Aguirre, a Cólera dos Deuses (Aguirre, Der Zorn Gottes – 1972)
Quando o diretor Werner Herzog, utilizando o senso de urgência documental da câmera 35mm na mão, registra intrusivamente o confronto do personagem ganancioso de Klaus Kinski com a imponente e imponderável força da natureza, a megalomania ensandecida de Aguirre acaba se mostrando mais ameaçadora que as flechas envenenadas dos índios.
A opção pelo realismo estético nessa alegoria poderosa, inspirada em um capítulo real da história da colonização da América Latina, enfatiza a distorcida autoimagem do homem, reforçada pela movimentação assimétrica que remete a um animal acuado, um nobre que enxerga na procriação com a própria filha adolescente o caminho para uma linhagem pura.
O contexto é essencialmente doente, o líder conquistador Francisco Pizarro, um analfabeto criador de porcos, dá o tom da deturpada missão conduzida por essa coletividade isolada da civilização, tendo como representação divina e narrador oficial para o espectador o Frei Gaspar de Carvajal, que afirma sem titubear: não importa com quem esteja a razão, a igreja organizada sempre estará no lado do mais forte.
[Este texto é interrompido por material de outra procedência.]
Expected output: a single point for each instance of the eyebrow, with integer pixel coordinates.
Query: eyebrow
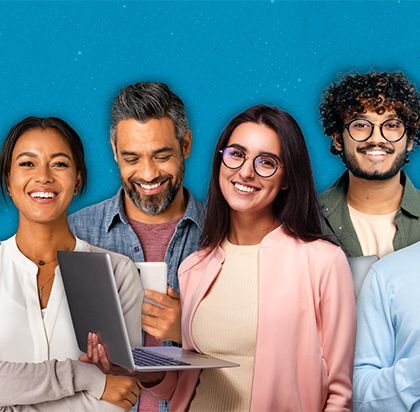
(261, 153)
(390, 116)
(34, 155)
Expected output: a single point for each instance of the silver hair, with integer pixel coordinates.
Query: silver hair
(149, 100)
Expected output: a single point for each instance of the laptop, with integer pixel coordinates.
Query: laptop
(94, 304)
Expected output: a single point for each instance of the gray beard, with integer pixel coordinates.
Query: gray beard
(155, 204)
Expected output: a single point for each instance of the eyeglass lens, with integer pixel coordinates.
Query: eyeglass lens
(361, 129)
(264, 165)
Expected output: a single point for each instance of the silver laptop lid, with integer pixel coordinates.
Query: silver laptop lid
(94, 305)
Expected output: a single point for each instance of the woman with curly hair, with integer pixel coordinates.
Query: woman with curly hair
(373, 120)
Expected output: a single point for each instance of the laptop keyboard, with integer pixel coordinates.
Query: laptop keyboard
(144, 358)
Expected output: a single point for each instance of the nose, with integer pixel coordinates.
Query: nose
(148, 171)
(43, 175)
(247, 171)
(376, 136)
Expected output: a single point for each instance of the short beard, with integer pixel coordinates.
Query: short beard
(351, 164)
(155, 204)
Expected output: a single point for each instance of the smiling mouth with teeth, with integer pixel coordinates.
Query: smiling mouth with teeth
(244, 188)
(375, 152)
(149, 187)
(43, 195)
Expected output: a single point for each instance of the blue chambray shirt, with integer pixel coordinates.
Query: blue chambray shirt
(105, 225)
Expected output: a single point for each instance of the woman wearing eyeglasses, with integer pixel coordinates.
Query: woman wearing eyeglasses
(265, 290)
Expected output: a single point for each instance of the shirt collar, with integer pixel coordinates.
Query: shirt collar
(115, 211)
(410, 202)
(411, 196)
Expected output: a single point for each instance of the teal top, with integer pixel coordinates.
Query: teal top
(338, 225)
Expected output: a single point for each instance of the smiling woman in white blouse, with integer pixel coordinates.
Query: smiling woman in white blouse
(42, 168)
A lei da sobrevivência, o domínio do mais agressivo pelo medo, a imposição cultural em terras estranhas, segurando o chicote sempre ao nível dos olhos dos escravos ajoelhados, a fundação da doutrina que ainda hoje se posiciona sobre os mais diversos assuntos, do alto de seus palácios dourados.
O nível de falsidade que é necessário para manter o ritual relevante, mantos coloridos, frases repetidas e joias, assim como as roupas elegantes dos conquistadores que dificultam a travessia na floresta mostrada na longa sequência inicial, apenas evidenciam as rachaduras nos alicerces. É impossível não refletir sobre a progressiva desumanização dos integrantes da comitiva ao constatarem que a riqueza sonhada, a mítica El Dorado, não passa de ilusão alimentada pelos delírios de grandeza do líder. Os terrenos que o imperador de barro aponta ao longe como suas propriedades, simbologia da arrogância usual em todos aqueles que são alçados ao poder sem mérito, fadados ao sono intranquilo dos inseguros.
A fragilidade dos corpos, sede e fome, uma realidade pungente que rejeita naturalmente qualquer teatralidade. Ao quebrar a quarta parede em cenas tonalmente antagônicas, quase cômicas, mostrando a cabeça fora do corpo que se mantém falando, ou a vítima de uma flecha longa informando que aquele projétil maior estava na moda, referência ao texto da islandesa Saga de Grettir, Herzog sinaliza para a banalização da violência, elemento indissociável na formação da sociedade.
A sequência que justifica a inclusão do filme nesse especial é a que encerra a trama, com ecos de “O Coração das Trevas”, de Joseph Conrad. A câmera mostra os corpos já penetrados pelas flechas, inclusive o de sua idolatrada filha, a finitude onipresente como punição silenciosa, a embarcação destruída e tomada por macaquinhos que parecem debochar do vazio conceito de nobreza sustentado por seus falecidos pares. No centro de tudo, Aguirre, o olhar perdido no horizonte misterioso, ainda sonha em administrar seu império.
A onírica imagem do barco sobre a árvore é a testemunha distante de uma alma amaldiçoada à loucura solitária daquele que corajosamente enfrentou a natureza.